CBO Projects $1.2T Deficit For 2009

WASHINGTON (AP) - The federal budget deficit will hit an unparalleled $1.2 trillion for the 2009 budget year, according to grim new Congressional Budget Office figures.

The CBO estimate released Wednesday also sees the economy shrinking by 2.2 percent this year and recovering only slightly in 2010, and the unemployment rate eclipsing 9 percent early next year unless the Obama administration steps in.

"The recession - which began about a year ago - will last well into 2009," the CBO report says.

The dismal figures come a day after President-elect Barack Obama warned of "trillion-dollar deficits for years to come."

CBO's figures don't account for the huge economic stimulus bill that Obama is expected to propose soon to try to jolt the economy.
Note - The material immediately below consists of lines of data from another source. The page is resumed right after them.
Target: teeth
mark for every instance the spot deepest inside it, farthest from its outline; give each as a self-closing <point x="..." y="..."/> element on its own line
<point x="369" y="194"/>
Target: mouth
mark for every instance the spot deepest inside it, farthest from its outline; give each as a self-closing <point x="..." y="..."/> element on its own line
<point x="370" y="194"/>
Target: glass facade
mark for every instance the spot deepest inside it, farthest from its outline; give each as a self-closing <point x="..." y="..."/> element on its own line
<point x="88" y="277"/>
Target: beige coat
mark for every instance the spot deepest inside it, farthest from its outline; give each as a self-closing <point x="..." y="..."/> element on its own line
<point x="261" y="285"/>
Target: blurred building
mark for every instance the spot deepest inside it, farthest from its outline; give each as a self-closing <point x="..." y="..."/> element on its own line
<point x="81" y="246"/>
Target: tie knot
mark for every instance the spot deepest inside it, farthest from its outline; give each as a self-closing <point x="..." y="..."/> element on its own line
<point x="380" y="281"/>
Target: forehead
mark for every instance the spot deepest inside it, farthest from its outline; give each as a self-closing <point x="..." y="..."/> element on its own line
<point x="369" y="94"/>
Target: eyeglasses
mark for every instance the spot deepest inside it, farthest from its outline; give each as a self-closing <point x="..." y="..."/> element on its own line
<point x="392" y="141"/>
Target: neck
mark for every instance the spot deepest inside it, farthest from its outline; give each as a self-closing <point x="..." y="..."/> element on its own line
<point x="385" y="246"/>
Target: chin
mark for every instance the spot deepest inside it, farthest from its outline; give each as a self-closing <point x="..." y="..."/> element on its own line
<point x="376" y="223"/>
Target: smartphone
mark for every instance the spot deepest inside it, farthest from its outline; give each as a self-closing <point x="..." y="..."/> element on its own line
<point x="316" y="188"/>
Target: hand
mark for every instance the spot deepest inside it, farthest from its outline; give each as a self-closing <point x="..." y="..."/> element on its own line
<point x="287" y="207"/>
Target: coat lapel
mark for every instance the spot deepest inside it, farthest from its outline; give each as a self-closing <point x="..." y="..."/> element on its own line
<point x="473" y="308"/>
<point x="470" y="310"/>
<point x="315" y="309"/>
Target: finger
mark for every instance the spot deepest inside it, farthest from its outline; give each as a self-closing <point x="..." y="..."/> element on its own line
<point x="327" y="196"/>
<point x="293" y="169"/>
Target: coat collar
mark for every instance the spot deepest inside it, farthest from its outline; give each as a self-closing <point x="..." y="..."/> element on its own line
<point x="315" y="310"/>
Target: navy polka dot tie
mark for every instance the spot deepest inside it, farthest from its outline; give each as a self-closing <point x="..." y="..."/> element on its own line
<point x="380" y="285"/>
At the same time, they do not reflect the full cost of the Wall St. bailout.

The shrinking economy has led to a sharp drop in estimated tax revenues of $166 billion, which is largely responsible for the deficit, along with big outlays from the Wall St. bailout. The agency expects the bailout to cost $180 billion this year after taking into account the net value of the assets the government holds from financial institutions.

Obama and Congress are promising quick enactment of the economic recovery plan, which will blend up to $300 billion in tax cuts with big new spending programs and could cost up to $775 billion over the next few years.

The flood of red ink probably won't affect that measure but could crimp other items on Obama's agenda.

"Despite the record deficits facing us, our number one task is an economic recovery package," said House Budget Committee Chairman John Spratt Jr., D-S.C. "With Americans concerned about their jobs, their homes, their retirement, and their children's' future, our economic situation is so severe that stabilizing the economy must take precedence over short-term deficits."

The $1.19 trillion 2009 figure shatters the previous record of $455 billion, set only last year. It also represents more than 8 percent of the size of the economy, which is higher than the deficits of the 1980s. The 2009 budget year began last Oct. 1.

Senate GOP Leader Mitch McConnell of Kentucky called the budget figures "a stunning and sobering reminder that Congress must strengthen its efforts to be good stewards of the taxpayers' money."

CBO predicts the deficit will come under relative control within a few years, but such predictions depend on the expiration of President Bush's tax cuts at the end of next year and repayments from financial institutions that received bailout funds.

While expected, the deficit numbers will give lawmakers second thoughts about creating new spending programs without finding ways to pay for them. And it is likely to prompt a debate about whether tax increases are necessary after the economy recovers from the current recession.

On Tuesday, Obama issued his most serious remarks yet about the danger of big budget deficits and promised his administration will take steps to bring the tide of red ink under control.

"I'm going to be willing to make some very difficult choices in how we get a handle on this deficit," Obama said Tuesday.

Economists warn that large and sustained budget deficits put upward pressure on interest rates. In the short term, however, efforts to restrain the deficit could have a contracting effect on the economy.